Why Our Brains Developed Differently
Our brains might have developed the way they did because cavemen and cavewomen had very defined roles to ensure their survival. Our male ancestors hunted and needed to travel long distances in pursuit of game. Strong navigational skills allowed men to become better hunters and providers. A man had to depend on himself to find his way home. In those days, asking for directions was not always an option.
Our female ancestors gathered food near the home and cared for the children. They formed strong emotional attachments to their children and the other women, on whom they depended when the men were hunting. Women had to track their immediate environment as they gathered nuts and berries for survival. Maybe that’s why women today have the ability to find things around the home and in the refrigerator that their partners seem to be incapable of seeing.

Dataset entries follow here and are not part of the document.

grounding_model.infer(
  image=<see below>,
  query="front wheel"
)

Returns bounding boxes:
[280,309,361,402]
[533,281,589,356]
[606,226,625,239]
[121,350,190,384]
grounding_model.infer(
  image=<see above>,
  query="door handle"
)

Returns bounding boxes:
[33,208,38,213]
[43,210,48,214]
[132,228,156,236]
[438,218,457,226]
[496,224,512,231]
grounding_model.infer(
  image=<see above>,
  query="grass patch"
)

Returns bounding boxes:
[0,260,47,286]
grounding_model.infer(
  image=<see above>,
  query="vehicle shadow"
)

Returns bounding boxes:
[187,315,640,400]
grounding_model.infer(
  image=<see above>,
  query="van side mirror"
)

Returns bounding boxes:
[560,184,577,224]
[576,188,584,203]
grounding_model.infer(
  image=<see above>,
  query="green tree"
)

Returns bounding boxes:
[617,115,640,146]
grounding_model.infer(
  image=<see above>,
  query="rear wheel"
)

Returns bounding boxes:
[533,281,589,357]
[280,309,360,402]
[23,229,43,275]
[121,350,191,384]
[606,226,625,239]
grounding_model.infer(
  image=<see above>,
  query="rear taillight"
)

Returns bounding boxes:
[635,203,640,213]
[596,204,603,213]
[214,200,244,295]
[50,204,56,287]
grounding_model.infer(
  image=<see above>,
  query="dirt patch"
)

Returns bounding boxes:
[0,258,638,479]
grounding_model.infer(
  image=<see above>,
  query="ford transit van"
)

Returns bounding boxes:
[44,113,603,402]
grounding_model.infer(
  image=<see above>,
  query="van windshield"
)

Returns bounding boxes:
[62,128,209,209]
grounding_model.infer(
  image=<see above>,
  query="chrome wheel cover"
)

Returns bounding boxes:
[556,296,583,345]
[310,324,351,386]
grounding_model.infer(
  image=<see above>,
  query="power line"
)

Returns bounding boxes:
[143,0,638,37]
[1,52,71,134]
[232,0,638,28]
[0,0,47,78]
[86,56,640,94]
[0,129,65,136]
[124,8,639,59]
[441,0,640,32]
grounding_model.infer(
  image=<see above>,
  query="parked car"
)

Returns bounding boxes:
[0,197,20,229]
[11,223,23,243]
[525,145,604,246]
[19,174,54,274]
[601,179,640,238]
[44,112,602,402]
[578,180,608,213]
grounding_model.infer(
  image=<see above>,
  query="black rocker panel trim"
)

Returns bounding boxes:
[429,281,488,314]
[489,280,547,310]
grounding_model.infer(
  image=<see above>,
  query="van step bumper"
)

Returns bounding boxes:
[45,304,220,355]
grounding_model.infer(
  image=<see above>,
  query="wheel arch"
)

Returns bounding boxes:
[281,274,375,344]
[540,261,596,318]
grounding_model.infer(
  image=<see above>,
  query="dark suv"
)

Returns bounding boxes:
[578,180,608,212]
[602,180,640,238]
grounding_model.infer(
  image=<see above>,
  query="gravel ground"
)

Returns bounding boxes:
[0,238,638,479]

Scientists speculate that women’s advantage in verbal skills could have resulted from their physical size. Men had the bodily strength to fight with other men. Women used language instead to argue and persuade. Women also used language because they could. When a man was in danger, he needed to stay quiet much of the time. To this day, faced with stress, a man will often become quiet. As a result, men go to their cave to recover from stress, while women have adapted by learning to talk about their stresses. By letting others know about her problems, she would make it easier to get their support. Unless she talked, others simply would not know what she needed.
Our brains developed with gender differences to ensure our survival. These adaptations have taken thousands of years to occur. It is unrealistic to expect our brains to change suddenly to adapt to the vast changes in our gender roles in the last fifty years. These changes are at the core of the stress that is causing Mars and Venus to collide. If we are to thrive and not just survive, we need to update our relationship skills in ways that reflect our natural abilities, tendencies, and needs.
The advances in neuroscientific research have allowed scientists to discover significant anatomical and neuropsychological differences between male and female brains that explain our observable behavioral differences.
Single Focus on Mars / Multitasking on Venus
A woman’s brain has a larger corpus callosum, the bundle of nerves that connects the right and left hemispheres of the brain. This link, which produces cross-talk between the hemispheres, is 25 percent smaller in men. In practical terms, this means men do not connect feelings and thoughts as readily as women do. In a very real sense, women have superhighways connecting their feelings to speech, while men have back roads with plenty of stop signs. Some researchers believe that the integration of the two lobes may be the source of “women’s intuition”—in other words, whole-brain processing.
This stronger connection between different parts of the brain increases a woman’s ability to multitask. When she is listening, she is also thinking, remembering, feeling, and planning all at the same time.
A man’s brain is single-focused, while a woman’s brain tends to multitask.